Use a List instead of a Bool
The method transform of the BayesGMMTransformer is the following: def transform(self, data, drop=True): where drop is a bool according to the doc. However, here during the transformation we use a list instead of a bool (transformed = gm.transform(data, [column_name])).
Thus, since the transforming use if bool it will always be true, thus leading to a potential bug if the intent was not to drop it for that specific case.
I will propose a PR with the fix depending on the original intent since it is not clear to me.
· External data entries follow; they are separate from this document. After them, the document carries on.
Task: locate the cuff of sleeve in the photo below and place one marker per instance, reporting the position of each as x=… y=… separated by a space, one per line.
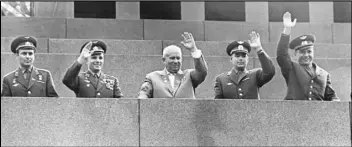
x=260 y=51
x=196 y=54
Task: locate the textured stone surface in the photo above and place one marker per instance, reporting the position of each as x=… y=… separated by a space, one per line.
x=322 y=50
x=79 y=28
x=323 y=32
x=339 y=69
x=141 y=47
x=42 y=44
x=69 y=122
x=321 y=12
x=33 y=26
x=341 y=33
x=192 y=11
x=209 y=48
x=54 y=9
x=127 y=10
x=180 y=122
x=223 y=31
x=172 y=29
x=257 y=12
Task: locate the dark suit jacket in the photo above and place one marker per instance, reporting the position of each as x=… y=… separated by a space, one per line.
x=157 y=83
x=40 y=84
x=248 y=84
x=83 y=84
x=300 y=84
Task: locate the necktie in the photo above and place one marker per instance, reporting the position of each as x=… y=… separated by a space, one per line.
x=172 y=80
x=26 y=74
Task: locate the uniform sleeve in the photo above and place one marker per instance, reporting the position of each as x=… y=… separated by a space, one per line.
x=6 y=90
x=201 y=70
x=50 y=88
x=71 y=76
x=146 y=90
x=117 y=89
x=330 y=94
x=218 y=88
x=283 y=58
x=268 y=69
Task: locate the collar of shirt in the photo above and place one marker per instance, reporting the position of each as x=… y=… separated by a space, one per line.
x=98 y=74
x=169 y=73
x=24 y=69
x=239 y=72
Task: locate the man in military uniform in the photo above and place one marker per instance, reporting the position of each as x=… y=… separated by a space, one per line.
x=240 y=83
x=172 y=82
x=92 y=83
x=305 y=80
x=27 y=80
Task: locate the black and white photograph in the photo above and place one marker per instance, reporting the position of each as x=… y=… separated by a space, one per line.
x=176 y=73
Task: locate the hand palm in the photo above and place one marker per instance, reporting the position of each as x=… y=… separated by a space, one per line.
x=287 y=20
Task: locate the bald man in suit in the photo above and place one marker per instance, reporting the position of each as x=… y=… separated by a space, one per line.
x=172 y=82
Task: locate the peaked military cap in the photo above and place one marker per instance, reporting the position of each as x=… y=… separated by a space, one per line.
x=24 y=42
x=238 y=46
x=95 y=45
x=302 y=42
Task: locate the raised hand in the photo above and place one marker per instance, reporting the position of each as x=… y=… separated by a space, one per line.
x=287 y=20
x=189 y=42
x=255 y=40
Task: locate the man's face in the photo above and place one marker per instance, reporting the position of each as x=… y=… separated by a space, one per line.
x=239 y=60
x=96 y=62
x=25 y=57
x=173 y=61
x=305 y=56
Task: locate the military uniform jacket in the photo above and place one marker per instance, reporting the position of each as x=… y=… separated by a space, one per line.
x=40 y=84
x=157 y=83
x=84 y=84
x=300 y=84
x=247 y=84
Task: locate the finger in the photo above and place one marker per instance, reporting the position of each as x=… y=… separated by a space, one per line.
x=191 y=36
x=183 y=43
x=88 y=45
x=184 y=36
x=187 y=35
x=294 y=21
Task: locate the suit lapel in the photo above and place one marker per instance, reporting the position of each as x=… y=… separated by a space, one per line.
x=166 y=81
x=318 y=70
x=33 y=76
x=20 y=78
x=242 y=76
x=92 y=79
x=237 y=78
x=101 y=82
x=178 y=80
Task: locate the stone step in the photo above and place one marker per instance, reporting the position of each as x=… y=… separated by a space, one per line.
x=155 y=47
x=131 y=71
x=79 y=28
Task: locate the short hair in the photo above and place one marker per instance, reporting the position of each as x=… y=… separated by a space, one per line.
x=171 y=48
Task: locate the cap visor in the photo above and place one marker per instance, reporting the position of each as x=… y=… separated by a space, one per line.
x=304 y=47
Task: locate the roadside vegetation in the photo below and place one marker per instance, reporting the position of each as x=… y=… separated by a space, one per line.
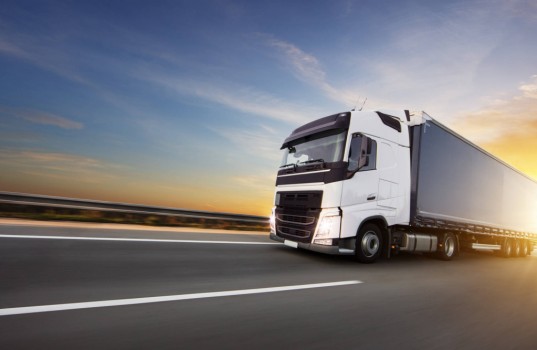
x=38 y=212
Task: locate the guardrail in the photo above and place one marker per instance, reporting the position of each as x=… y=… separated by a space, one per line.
x=85 y=204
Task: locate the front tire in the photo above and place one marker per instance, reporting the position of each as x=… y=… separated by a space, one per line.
x=368 y=244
Hello, thanks for catching this. Note that the RDT API is changing as we integrate with the new RDT 1.0+
Seems like the default for all transformers is drop=True, so this may be working as intended even though the usage isn't quite correct. However, we'll clarify the original intent first in case this is a bug.
Hello, I believe this issue may be stale now, as we've significantly update the RDT library and its abstractions.
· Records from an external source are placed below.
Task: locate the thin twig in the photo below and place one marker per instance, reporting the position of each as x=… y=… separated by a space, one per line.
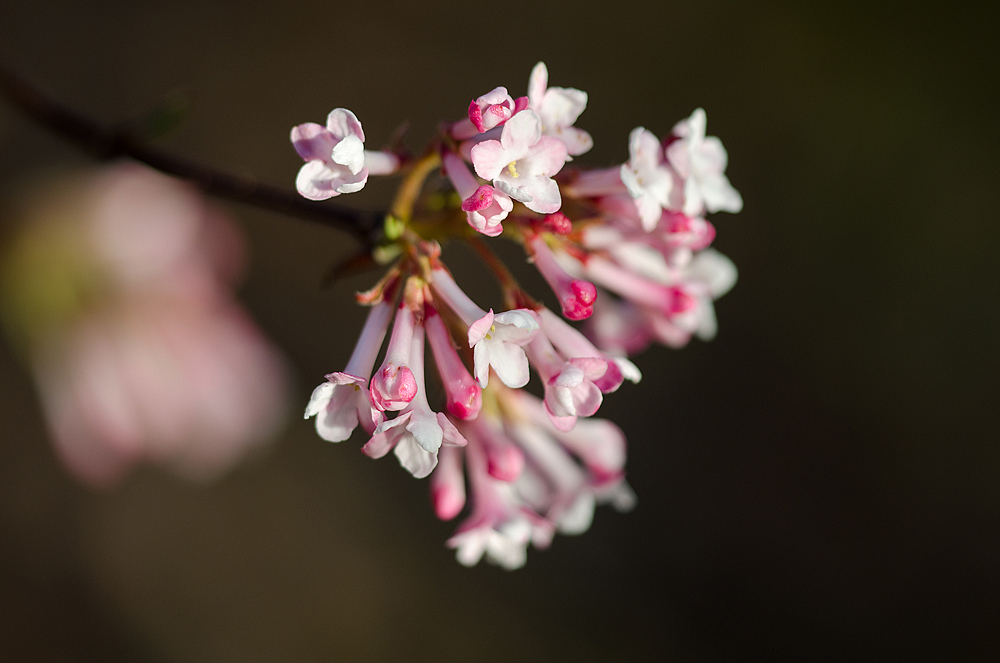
x=105 y=144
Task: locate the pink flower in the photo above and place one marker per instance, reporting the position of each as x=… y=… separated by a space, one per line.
x=343 y=401
x=701 y=163
x=522 y=163
x=491 y=110
x=558 y=108
x=160 y=364
x=464 y=396
x=496 y=339
x=485 y=206
x=570 y=391
x=417 y=433
x=646 y=176
x=576 y=296
x=336 y=161
x=394 y=385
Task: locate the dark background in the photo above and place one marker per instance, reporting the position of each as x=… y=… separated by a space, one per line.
x=818 y=483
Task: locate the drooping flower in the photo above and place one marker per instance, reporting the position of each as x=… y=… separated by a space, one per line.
x=558 y=109
x=576 y=296
x=492 y=109
x=343 y=401
x=499 y=527
x=701 y=163
x=485 y=206
x=418 y=432
x=119 y=292
x=394 y=385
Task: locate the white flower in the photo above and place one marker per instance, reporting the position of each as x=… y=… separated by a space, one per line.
x=701 y=163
If it is still relevant, please feel free to reply and we can reopen to investigate. Alternatively, we can file a new issues to continue this discussion post-RDT 1.0. Thanks!
I must say that I am a little bit disappointed by your approach against "outsider" PR. It has been (I think) my third PR that I have been told is a good/interesting fix, but in the end, my code is denied. I've put some of my free time into this, and the only reward I was hoping for was at least to get some line of code in this OSP.
You do what you want with this comment, and I will not put more effort into trying to help this OSP.